Depuis janvier 2018, la loi « Grandguillaume » requiert une carte professionnelle pour être chauffeur de VTC. Elle a été complétée en juin 2019 par la loi « mobilité », qui introduit un droit à la déconnexion, le droit de connaître le prix d’une course au préalable et le droit de refuser un client. Les plateformes sont simplement invitées à rédiger une charte « précisant les contours de leur responsabilité sociale ». Pour Saya Baaroun, c’est au mieux insuffisant, au pire pervers : « Avec ces chartes facultatives et unilatérales, les plates-formes vont définir leurs propres règles », dénonce-t-il. « Cela va par ailleurs faire échouer l’action devant les prud’hommes des chauffeurs qui réclament un statut de salarié. »
Alors que la Cour d’appel de Paris a requalifié un chauffeur en salarié en janvier 2019, Uber s’est tout de suite pourvu en cassation pour contester cette décision. Aux États-Unis, la Californie a approuvé une loi imposant aux plateformes de donner aux chauffeurs de VTC le statut de salariés à partir de janvier 2020. Pour l’heure, Uber a annoncé qu’il n’entendait pas changer de modèle.
Sept ans après son lancement à Paris, Uber est présent dans 700 villes, et la compagnie était valorisée à hauteur de 82 milliards de dollars en mai 2019. Elle a réalisé 5,2 milliards de trajets dans 63 pays en 2018 et revendique 91 millions d’utilisateurs actifs, soit l’équivalent de la population du Vietnam. Son chiffre d’affaire est ainsi passé de 495 millions de dollars en 2014 à 11,3 milliards de dollars en 2018. Mais comment expliquer que les multiples scandales qui entachent l’histoire d’Uber ne nuisent pas davantage à ses affaires ? Selon Judith Rochfeld, professeure de droit privé et directrice du master droit du commerce électronique et de l’économie numérique à la Sorbonne, cela s’explique du fait de l’apparition d’un nouveau paradigme. « Ça montre une chose extrêmement importante : aujourd’hui, le pouvoir est aux algorithmes et aux données. Uber ne possède rien en propre, ni voitures, ni chauffeurs », explique-t-elle. « Elle met en relation des personnes grâce à ses algorithmes et aux données qu’elle emmagasine, qui permettent de créer un réseau. C’est là sa puissance.
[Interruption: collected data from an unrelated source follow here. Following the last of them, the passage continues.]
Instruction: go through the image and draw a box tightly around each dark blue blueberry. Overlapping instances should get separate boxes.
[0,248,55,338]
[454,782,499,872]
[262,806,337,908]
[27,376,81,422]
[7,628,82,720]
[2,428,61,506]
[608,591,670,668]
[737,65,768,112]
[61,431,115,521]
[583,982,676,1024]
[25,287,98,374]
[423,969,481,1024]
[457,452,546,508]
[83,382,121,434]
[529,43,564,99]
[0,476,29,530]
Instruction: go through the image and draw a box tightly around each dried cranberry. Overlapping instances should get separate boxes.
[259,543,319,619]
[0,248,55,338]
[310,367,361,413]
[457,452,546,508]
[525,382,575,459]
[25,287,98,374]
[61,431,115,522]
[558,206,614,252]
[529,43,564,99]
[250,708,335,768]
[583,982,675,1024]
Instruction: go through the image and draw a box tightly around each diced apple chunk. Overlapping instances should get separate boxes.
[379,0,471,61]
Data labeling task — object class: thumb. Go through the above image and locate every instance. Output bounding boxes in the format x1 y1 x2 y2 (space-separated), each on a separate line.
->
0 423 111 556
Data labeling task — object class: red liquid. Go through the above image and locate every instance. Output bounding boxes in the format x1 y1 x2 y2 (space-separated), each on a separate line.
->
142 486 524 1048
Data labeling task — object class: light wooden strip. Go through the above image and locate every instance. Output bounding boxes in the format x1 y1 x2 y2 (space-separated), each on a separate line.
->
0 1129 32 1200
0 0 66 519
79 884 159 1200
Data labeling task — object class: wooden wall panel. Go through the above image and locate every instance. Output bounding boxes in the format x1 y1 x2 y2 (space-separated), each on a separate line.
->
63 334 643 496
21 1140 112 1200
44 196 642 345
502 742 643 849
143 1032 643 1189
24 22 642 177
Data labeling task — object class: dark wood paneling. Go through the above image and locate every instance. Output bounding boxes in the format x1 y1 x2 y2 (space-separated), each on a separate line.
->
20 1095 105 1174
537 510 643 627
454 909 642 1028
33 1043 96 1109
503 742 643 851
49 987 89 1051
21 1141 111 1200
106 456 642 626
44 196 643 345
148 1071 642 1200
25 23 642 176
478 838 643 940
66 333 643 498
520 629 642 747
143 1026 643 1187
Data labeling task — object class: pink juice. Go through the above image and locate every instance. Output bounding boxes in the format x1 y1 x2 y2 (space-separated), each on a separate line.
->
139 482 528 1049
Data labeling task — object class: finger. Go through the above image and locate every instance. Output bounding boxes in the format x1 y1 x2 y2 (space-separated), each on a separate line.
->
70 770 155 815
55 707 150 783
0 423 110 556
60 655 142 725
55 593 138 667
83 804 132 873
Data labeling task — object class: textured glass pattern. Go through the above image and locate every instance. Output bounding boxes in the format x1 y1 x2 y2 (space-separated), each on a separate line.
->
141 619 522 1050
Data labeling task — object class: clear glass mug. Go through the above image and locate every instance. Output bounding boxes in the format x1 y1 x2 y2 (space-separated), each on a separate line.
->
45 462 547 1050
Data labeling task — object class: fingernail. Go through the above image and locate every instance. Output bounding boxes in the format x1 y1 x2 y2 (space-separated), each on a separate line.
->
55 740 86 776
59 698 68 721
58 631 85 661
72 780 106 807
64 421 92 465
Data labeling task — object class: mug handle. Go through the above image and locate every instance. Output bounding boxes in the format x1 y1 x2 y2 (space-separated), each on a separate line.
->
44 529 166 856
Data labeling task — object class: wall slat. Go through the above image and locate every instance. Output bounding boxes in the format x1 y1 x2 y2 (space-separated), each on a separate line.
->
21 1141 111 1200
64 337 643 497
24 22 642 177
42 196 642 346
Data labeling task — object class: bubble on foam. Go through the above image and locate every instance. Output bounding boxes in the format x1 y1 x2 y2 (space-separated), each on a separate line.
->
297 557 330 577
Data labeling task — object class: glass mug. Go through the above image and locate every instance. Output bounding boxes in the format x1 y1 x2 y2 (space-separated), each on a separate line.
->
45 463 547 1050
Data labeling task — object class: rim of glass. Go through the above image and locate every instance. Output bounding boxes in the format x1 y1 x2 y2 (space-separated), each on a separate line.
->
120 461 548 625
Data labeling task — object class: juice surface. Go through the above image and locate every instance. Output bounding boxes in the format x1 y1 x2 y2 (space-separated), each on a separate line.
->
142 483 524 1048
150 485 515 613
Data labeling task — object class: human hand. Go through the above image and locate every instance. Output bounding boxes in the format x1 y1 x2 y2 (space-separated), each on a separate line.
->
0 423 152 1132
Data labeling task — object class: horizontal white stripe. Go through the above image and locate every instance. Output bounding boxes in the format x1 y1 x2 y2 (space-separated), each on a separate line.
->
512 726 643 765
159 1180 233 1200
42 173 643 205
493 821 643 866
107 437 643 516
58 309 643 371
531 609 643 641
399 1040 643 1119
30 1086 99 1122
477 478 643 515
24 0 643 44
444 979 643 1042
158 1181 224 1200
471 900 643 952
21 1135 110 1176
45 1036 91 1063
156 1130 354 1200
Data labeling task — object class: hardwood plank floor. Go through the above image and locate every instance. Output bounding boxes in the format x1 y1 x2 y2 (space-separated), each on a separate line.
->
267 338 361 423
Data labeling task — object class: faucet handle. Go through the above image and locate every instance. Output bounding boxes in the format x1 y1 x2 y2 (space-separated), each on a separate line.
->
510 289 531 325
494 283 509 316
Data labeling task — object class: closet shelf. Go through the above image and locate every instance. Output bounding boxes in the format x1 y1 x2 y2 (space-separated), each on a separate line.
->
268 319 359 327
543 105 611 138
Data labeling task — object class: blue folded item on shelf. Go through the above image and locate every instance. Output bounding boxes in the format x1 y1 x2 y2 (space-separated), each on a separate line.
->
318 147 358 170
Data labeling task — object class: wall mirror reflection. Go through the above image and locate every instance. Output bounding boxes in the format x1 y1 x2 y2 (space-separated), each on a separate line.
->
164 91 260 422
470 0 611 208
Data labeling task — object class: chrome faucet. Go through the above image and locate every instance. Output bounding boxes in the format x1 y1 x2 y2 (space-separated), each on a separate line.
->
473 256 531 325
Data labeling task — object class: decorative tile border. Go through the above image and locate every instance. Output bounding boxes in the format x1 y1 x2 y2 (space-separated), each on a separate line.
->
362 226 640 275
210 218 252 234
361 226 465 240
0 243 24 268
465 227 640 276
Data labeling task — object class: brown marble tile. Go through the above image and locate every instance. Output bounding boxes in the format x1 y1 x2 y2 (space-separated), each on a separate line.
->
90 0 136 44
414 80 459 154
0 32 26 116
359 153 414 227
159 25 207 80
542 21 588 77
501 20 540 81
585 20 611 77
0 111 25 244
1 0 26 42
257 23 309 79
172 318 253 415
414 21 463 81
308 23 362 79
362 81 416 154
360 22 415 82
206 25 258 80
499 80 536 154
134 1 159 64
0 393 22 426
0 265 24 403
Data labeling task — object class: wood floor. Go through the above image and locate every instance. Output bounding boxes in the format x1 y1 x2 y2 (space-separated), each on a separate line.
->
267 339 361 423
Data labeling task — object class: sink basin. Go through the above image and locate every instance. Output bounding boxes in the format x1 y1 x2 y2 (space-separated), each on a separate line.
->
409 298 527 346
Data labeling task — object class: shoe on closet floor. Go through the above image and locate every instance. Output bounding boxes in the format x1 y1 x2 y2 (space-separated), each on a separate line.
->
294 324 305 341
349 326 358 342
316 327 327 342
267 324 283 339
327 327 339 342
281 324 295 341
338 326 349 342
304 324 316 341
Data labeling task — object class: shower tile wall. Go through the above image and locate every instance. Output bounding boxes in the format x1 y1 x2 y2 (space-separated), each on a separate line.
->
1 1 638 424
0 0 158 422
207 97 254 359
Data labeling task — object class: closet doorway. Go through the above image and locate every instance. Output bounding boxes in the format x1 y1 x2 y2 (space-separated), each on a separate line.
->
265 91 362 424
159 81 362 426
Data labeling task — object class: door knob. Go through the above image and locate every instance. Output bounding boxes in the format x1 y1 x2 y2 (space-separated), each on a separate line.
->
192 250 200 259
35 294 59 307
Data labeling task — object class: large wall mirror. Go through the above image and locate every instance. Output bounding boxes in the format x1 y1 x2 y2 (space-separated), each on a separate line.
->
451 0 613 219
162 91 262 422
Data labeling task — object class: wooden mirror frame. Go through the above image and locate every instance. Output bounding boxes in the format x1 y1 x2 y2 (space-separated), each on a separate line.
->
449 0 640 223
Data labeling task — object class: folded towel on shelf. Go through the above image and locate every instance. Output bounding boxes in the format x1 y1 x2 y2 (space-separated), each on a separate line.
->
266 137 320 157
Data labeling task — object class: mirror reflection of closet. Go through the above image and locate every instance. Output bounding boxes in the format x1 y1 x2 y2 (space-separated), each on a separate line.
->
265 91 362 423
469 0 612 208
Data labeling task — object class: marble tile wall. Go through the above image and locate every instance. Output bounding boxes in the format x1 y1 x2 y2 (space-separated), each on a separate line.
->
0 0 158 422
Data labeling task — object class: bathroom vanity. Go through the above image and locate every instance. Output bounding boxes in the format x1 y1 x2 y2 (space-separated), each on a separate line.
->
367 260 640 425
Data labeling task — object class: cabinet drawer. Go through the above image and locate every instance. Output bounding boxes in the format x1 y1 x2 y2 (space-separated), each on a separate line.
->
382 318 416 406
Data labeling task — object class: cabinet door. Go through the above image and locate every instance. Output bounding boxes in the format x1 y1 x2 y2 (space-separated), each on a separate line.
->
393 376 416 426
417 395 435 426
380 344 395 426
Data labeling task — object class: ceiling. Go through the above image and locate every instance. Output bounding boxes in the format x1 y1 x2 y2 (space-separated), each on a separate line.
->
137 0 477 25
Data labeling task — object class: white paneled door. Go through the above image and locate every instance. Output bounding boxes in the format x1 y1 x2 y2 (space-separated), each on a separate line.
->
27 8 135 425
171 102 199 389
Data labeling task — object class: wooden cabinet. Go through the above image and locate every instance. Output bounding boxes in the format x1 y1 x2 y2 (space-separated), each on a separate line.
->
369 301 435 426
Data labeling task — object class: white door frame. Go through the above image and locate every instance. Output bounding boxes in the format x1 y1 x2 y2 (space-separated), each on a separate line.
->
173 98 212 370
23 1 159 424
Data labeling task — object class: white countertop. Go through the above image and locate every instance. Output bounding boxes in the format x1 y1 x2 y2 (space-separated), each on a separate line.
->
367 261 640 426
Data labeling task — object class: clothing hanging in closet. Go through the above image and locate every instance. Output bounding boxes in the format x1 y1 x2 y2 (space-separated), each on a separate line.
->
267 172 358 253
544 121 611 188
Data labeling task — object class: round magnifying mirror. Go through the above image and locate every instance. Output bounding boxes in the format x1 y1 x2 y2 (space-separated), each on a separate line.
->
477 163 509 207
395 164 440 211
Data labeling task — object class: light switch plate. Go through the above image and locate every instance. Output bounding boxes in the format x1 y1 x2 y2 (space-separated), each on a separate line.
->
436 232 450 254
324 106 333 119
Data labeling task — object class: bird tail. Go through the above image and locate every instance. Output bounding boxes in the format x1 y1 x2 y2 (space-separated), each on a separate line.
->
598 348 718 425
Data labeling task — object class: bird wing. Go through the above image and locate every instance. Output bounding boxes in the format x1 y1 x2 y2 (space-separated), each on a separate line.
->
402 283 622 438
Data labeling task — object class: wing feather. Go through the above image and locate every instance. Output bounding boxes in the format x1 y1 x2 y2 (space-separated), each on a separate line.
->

L’intermédiation est devenue une puissance en soi. » Un phénomène né avec l’apparition des GAFA, l’acronyme qui désigne les « géants du Web » comme Google, Amazon, Facebook et Apple.
Malgré leurs différences, ces compagnies incarnent toutes l’avènement d’un modèle spécifique, celui d’entreprises plateformes qui parviennent à concentrer une vaste clientèle dispersée sur un service unique. C’est cette capacité à concentrer l’audience et à la redistribuer qui fait la puissance de l’entreprise. « Uber est parvenue à devenir l’intermédiaire central d’un marché », poursuit Judith Rochfeld. Pour cela, elle joue sur ce qu’on appelle l’ « effet de réseau », une logique qui veut que plus un service a de clients, plus son attrait grandit auprès du grand public. Cela expliquerait en partie la politique ultra-offensive d’Uber, qui ne craint pas de se placer dans l’illégalité pour faire changer le droit : dans l’intervalle, l’attrait et la notoriété galopante du service aspirent clients et travailleurs comme un gigantesque trou noir.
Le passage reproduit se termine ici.